El agua la llamaba, como si le susurrara que podía esconderse en ella para siempre. Se preguntó si sería tan horrible morir allí… ¿estaría realmente tan sucio? ¿Encontrarían alguna vez su cuerpo y lo sacarían del agua? Sería una forma de ganar, porque así él no la encontraría. Tan perdida estaba en su amargo ensimismamiento que no vio a tres hombres que doblaban la esquina hasta que el más alto de ellos chocó contra ella y la tiró al suelo. Su cabeza dio vueltas durante un instante y se volvió a encontrar en el frío de Londres, y el río volvía a ser solo el río, como siempre. No quería morir. No quería aquella vida, pero tampoco quería morir. Empezó a sollozar y a toser.
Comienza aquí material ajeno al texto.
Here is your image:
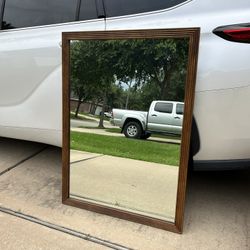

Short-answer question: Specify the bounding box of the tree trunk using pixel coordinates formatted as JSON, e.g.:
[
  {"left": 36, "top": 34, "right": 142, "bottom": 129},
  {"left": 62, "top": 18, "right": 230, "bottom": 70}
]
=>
[
  {"left": 75, "top": 98, "right": 82, "bottom": 118},
  {"left": 98, "top": 91, "right": 107, "bottom": 128},
  {"left": 159, "top": 70, "right": 172, "bottom": 100},
  {"left": 125, "top": 80, "right": 132, "bottom": 109},
  {"left": 125, "top": 89, "right": 130, "bottom": 109}
]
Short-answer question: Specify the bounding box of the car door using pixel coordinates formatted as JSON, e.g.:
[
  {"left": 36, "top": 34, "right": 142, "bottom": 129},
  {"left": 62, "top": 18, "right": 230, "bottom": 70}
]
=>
[
  {"left": 0, "top": 0, "right": 105, "bottom": 145},
  {"left": 172, "top": 103, "right": 184, "bottom": 134},
  {"left": 147, "top": 101, "right": 174, "bottom": 133}
]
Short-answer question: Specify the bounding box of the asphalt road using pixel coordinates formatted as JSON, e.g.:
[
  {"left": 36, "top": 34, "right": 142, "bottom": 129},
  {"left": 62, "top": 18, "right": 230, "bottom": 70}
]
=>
[{"left": 0, "top": 138, "right": 250, "bottom": 250}]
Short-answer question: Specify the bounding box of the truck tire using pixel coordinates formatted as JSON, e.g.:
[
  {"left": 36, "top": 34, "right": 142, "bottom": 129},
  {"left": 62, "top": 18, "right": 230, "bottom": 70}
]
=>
[
  {"left": 141, "top": 132, "right": 151, "bottom": 140},
  {"left": 123, "top": 121, "right": 142, "bottom": 139}
]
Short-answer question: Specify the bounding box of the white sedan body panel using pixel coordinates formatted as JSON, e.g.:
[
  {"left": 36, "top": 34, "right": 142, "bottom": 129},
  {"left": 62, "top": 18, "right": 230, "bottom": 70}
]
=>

—Lo siento mucho. —Uno de los hombres se agachó junto a ella y la agarró de las manos para volver a ponerla de pie—. ¿Está usted bien, señora?

Su voz no encajaba con la ropa andrajosa que vestía, y desvió la mirada hacia su tripa abultada.

—¿Le duele? Soy médico.

Elizabeth negó con la cabeza. No tenía tiempo para bondades. La destruirían.

—Estoy bien, gracias. —Se enjugó las lágrimas.

—Déjela —dijo el hombre más alto. Sus ojos eran oscuros y tenía acento extranjero. El tercero de ellos la observaba mientras se pellizcaba la cara y lanzaba miradas fugaces al río. Elizabeth se soltó y echó a andar.

—Espere.

El hombre que la había ayudado extendió la mano con unas cuantas monedas.

—Cójalo —dijo—. Le hemos manchado el vestido.

Ella dudó por un instante, fingiendo que lo ponderaba por orgullo, y cogió el dinero.

—Gracias —contestó.

Y siguieron su camino.

Sentía el calor del dinero contra la palma de su mano. Al menos podría comer algo y dormir en un lugar seguro por una noche. Dio la espalda al río. No caería en sus garras. No lo haría.